Le bail conclu dans le cadre d'un usufruit prend fin de plein droit au plus tard à la date de l'extinction des droits d'usufruit sur le bien loué.

Les deuxième à quatrième alinéas de l'article 595 du code civil ne s'appliquent pas aux baux soumis au présent article.

Six mois avant l'extinction de l'usufruit, le nu-propriétaire, par lettre recommandée avec demande d'avis de réception, peut :

- soit proposer au locataire un nouveau bail prenant effet au terme de l'usufruit, conforme aux dispositions de la loi n° 89-462 du 6 juillet 1989 tendant à améliorer les rapports locatifs et portant modification de la loi n° 86-1290 du 23 décembre 1986 ;

- soit donner congé pour vendre ou pour occuper le bien selon les modalités prévues à l'article 15 de la loi n° 89-462 du 6 juillet 1989 précitée, avec effet au terme de l'usufruit. Le congé est dans ce cas valablement donné par le seul nu-propriétaire au locataire.
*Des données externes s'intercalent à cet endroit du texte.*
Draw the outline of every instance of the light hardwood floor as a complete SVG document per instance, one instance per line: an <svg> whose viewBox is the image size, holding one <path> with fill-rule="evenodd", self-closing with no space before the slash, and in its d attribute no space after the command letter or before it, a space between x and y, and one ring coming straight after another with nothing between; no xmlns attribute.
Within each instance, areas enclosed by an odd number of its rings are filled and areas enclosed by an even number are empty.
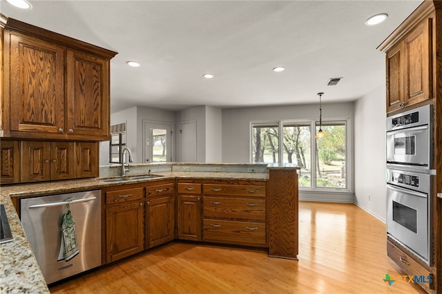
<svg viewBox="0 0 442 294"><path fill-rule="evenodd" d="M385 225L351 204L300 202L299 261L171 242L50 287L53 293L414 293L387 258Z"/></svg>

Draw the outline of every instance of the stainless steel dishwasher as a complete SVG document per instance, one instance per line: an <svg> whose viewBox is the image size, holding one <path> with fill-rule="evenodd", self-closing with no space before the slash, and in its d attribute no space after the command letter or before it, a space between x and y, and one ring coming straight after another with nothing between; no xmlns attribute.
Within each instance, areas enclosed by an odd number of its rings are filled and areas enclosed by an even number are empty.
<svg viewBox="0 0 442 294"><path fill-rule="evenodd" d="M101 190L25 198L20 206L21 224L47 284L102 264ZM64 226L68 211L76 233L70 243ZM75 253L64 256L65 244L73 244Z"/></svg>

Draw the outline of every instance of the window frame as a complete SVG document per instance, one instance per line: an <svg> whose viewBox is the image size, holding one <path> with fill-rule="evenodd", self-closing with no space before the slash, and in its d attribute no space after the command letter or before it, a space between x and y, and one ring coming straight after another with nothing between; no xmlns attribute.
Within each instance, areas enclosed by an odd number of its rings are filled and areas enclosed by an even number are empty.
<svg viewBox="0 0 442 294"><path fill-rule="evenodd" d="M345 125L345 177L346 187L316 187L316 157L315 150L316 149L316 138L315 138L316 125L319 125L319 120L316 119L287 119L287 120L251 120L249 122L249 162L253 162L253 127L261 125L262 126L268 126L269 125L278 125L278 160L279 163L284 161L284 150L283 150L283 127L291 124L310 124L310 129L314 130L310 136L310 158L311 159L311 187L299 187L300 191L318 191L318 192L337 192L337 193L352 193L353 191L353 158L352 158L352 147L353 138L352 136L352 123L351 118L348 117L340 118L329 118L327 119L323 118L323 124L329 124L330 123L343 123Z"/></svg>

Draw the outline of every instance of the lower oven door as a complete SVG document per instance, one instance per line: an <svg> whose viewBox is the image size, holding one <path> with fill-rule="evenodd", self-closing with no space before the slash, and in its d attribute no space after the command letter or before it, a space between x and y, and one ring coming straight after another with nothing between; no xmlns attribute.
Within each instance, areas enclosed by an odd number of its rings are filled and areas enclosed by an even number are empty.
<svg viewBox="0 0 442 294"><path fill-rule="evenodd" d="M387 185L387 233L430 264L428 195Z"/></svg>

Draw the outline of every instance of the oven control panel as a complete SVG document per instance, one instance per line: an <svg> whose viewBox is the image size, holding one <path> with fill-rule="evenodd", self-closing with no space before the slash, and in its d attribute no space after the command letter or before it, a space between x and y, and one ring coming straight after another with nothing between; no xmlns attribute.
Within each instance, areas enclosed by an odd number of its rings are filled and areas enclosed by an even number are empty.
<svg viewBox="0 0 442 294"><path fill-rule="evenodd" d="M407 174L405 172L392 171L391 181L407 186L419 187L419 177Z"/></svg>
La notification reproduit les termes du II de l'article L. 253-6 et de l'article L. 253-7L. 253-7.

I. - Un an avant l'extinction de l'usufruit, le bailleur rappelle au nu-propriétaire et au locataire les dispositions de l'article L. 253-5.

II. - Trois mois avant l'extinction de l'usufruit, le bailleur propose au locataire qui n'a pas conclu un nouveau bail avec le nu-propriétaire et qui remplit les conditions de ressources fixées par décret la location d'un logement correspondant à ses besoins et à ses possibilités.

Le non-respect par l'usufruitier-bailleur de cette obligation est inopposable au nu-propriétaire.

Le locataire qui n'a pas conclu le contrat de location proposé par le nu-propriétaire ni accepté l'offre de relogement faite par l'usufruitier-bailleur est déchu de tout titre d'occupation sur le logement à l'expiration de l'usufruit.

Les dispositions du présent chapitre sont d'ordre public.